In 2013, the Ralph Waldo Emerson Society bestowed its highest honor—the “Lifetime Achievement Award”—on Dieter Schulz and thus recognized him as one of a very small group of scholars whose work has fundamentally shaped our understanding of Emerson and the Transcendentalists. Schulz, who now finds himself in the company of such luminaries of Transcendentalist scholarship as Kenneth Walter Cameron, Robert Richardson, Barbara Packer, Stanley Cavell, and Lawrence Buell, is the first scholar from outside the United States to receive the award. The Emerson Society’s decision is all the more remarkable considering that Schulz’s writings on Emerson and Thoreau have so far not been widely available internationally. His monograph Amerikanischer Transzendentalismus: Ralph Waldo Emerson, Henry David Thoreau, Margaret Fuller (1997), while considered a benchmark introduction in German-speaking countries, has not been translated into English, and even the majority of his numerous essays on the Transcendentalists have been published in venues that are most often dismally ignored outside of German academe. To make things more complicated, some of them were written in German without having been translated into English. While experts have long been in the know (as the choice by the Emerson Society’s award committee attests), the publication of Emerson and Thoreau, or Steps Beyond Ourselves: Studies in Transcendentalism finally fills the urgent need of collecting the key essays of Schulz’s oeuvre on Transcendentalism in a nicely edited English-language paperback edition.

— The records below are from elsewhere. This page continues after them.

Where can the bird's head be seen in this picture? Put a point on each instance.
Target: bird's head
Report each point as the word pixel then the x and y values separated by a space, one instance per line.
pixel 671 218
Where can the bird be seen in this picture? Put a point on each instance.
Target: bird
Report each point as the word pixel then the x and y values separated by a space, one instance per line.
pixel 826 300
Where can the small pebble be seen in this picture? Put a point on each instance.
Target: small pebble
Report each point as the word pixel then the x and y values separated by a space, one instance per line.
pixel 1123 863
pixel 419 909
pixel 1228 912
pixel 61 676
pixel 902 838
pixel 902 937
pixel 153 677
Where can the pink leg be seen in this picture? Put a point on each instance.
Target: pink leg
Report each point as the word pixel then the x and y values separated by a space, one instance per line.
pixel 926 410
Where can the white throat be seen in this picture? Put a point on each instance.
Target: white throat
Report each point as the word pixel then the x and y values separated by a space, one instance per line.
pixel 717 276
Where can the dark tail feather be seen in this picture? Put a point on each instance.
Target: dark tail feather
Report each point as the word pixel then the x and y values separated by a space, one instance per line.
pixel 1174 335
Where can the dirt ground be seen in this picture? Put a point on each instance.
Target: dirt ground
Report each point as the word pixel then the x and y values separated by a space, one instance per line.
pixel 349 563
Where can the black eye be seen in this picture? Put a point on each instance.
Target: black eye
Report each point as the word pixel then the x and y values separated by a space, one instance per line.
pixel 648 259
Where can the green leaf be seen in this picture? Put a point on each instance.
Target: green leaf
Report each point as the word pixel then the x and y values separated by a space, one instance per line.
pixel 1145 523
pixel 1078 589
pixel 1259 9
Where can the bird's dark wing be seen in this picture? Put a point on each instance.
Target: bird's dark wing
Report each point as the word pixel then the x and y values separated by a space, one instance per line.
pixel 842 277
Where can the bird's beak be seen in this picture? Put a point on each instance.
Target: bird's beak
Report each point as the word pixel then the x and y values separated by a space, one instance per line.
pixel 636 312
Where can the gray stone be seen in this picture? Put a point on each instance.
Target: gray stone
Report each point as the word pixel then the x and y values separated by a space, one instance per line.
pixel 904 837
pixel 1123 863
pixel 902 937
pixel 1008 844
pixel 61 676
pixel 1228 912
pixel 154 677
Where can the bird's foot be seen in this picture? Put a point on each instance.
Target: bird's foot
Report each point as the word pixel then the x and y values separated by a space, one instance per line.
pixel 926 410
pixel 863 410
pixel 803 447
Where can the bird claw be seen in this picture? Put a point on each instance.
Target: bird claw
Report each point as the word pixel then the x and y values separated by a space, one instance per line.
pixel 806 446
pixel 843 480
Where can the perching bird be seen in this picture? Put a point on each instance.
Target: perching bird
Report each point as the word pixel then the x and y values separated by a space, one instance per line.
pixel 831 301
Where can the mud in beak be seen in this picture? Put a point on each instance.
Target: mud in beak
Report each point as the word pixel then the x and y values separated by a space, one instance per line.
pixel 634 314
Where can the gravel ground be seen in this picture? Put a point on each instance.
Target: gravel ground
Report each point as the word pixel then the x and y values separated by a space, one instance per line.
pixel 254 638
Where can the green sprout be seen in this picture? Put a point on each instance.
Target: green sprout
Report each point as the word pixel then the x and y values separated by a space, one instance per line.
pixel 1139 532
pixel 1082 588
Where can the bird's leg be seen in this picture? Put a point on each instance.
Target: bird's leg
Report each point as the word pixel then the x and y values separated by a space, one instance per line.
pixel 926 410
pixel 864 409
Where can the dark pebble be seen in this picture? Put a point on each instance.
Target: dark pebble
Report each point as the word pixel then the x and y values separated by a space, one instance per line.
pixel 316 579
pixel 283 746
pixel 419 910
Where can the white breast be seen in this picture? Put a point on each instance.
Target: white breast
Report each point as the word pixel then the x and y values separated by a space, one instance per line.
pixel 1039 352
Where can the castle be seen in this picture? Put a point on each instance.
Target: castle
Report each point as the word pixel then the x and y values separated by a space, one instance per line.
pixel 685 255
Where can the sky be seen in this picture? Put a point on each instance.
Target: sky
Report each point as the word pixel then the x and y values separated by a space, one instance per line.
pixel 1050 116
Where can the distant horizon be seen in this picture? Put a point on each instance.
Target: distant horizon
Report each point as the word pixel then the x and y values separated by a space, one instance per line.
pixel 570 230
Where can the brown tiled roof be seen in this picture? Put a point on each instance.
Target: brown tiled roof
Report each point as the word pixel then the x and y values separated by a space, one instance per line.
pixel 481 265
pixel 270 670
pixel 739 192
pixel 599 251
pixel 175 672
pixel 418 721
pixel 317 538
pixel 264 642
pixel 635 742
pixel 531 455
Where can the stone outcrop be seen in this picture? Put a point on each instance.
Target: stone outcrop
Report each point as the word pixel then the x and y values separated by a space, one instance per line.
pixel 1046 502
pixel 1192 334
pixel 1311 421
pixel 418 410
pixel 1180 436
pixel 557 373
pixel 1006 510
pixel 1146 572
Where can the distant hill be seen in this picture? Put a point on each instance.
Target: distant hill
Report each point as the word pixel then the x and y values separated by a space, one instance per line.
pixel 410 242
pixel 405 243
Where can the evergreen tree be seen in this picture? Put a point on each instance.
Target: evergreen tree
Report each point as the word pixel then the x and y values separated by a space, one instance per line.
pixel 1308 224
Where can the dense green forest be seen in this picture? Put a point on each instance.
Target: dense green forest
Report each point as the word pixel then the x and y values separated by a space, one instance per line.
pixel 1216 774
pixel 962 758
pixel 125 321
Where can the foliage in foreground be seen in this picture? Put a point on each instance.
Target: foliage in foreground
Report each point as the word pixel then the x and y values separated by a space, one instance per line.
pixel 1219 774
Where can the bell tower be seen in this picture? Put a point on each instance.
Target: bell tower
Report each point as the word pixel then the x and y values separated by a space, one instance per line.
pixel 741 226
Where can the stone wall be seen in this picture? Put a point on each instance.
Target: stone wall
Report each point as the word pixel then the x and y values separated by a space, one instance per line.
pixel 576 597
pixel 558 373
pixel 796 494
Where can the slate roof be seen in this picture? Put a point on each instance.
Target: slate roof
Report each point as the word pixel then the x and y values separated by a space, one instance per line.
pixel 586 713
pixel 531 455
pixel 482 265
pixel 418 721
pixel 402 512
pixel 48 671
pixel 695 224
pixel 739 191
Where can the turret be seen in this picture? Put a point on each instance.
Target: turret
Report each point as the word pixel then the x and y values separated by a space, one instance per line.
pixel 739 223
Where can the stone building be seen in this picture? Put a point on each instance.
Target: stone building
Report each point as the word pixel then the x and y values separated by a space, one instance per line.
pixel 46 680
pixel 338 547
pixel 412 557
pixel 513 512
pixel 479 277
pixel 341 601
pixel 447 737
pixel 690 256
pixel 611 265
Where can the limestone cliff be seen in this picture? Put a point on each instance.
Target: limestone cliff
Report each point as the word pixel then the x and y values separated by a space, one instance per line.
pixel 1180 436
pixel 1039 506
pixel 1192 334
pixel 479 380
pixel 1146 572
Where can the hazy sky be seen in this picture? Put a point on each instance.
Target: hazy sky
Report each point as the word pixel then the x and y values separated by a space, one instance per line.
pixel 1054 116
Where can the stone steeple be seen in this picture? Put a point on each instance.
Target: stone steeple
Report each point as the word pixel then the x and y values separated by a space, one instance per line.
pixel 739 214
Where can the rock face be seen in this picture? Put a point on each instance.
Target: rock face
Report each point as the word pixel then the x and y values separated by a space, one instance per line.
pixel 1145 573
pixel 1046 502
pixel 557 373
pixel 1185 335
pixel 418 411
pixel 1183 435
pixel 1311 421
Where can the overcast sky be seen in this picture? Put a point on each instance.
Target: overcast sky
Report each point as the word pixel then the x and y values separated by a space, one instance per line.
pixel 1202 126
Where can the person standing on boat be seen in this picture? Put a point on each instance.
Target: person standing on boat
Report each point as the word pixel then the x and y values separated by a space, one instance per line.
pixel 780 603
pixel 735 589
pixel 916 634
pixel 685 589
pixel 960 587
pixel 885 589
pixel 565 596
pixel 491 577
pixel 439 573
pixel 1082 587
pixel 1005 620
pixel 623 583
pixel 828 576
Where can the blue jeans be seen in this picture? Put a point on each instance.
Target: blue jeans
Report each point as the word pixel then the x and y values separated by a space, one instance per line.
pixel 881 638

Emerson and Thoreau, or Steps Beyond Ourselves collects eleven of Schulz’s essays on Emerson and Thoreau written between the mid-1990s and 2010, two of which are published here for the first time. They are framed by two articles on Puritan precursors to Transcendentalism (Roger Williams and John Cotton) and two articles on twentieth-century followers (William Carlos Williams, and Martin Walser, whom Schulz presents as deeply indebted to Whitman). Schulz’s take on the Transcendentalists in these essays further develops ideas from his 1997 book, and, indeed, his critical project here is thematically continuous with his earliest publications from the early 1970s. Throughout this decade-spanning intellectual endeavor, Schulz has developed a mature, distinct voice, which comes to full fruition in these essays: he abstains from the attempt to score points with claims that are original at all cost and instead articulates positions that combine clarity—even a proclivity for the commonsensical—with at times unexpected insights gained from connections drawn to the Western philosophical tradition, including most centrally the Presocratics, Saint Augustine, George Berkeley, and Hans-Georg Gadamer.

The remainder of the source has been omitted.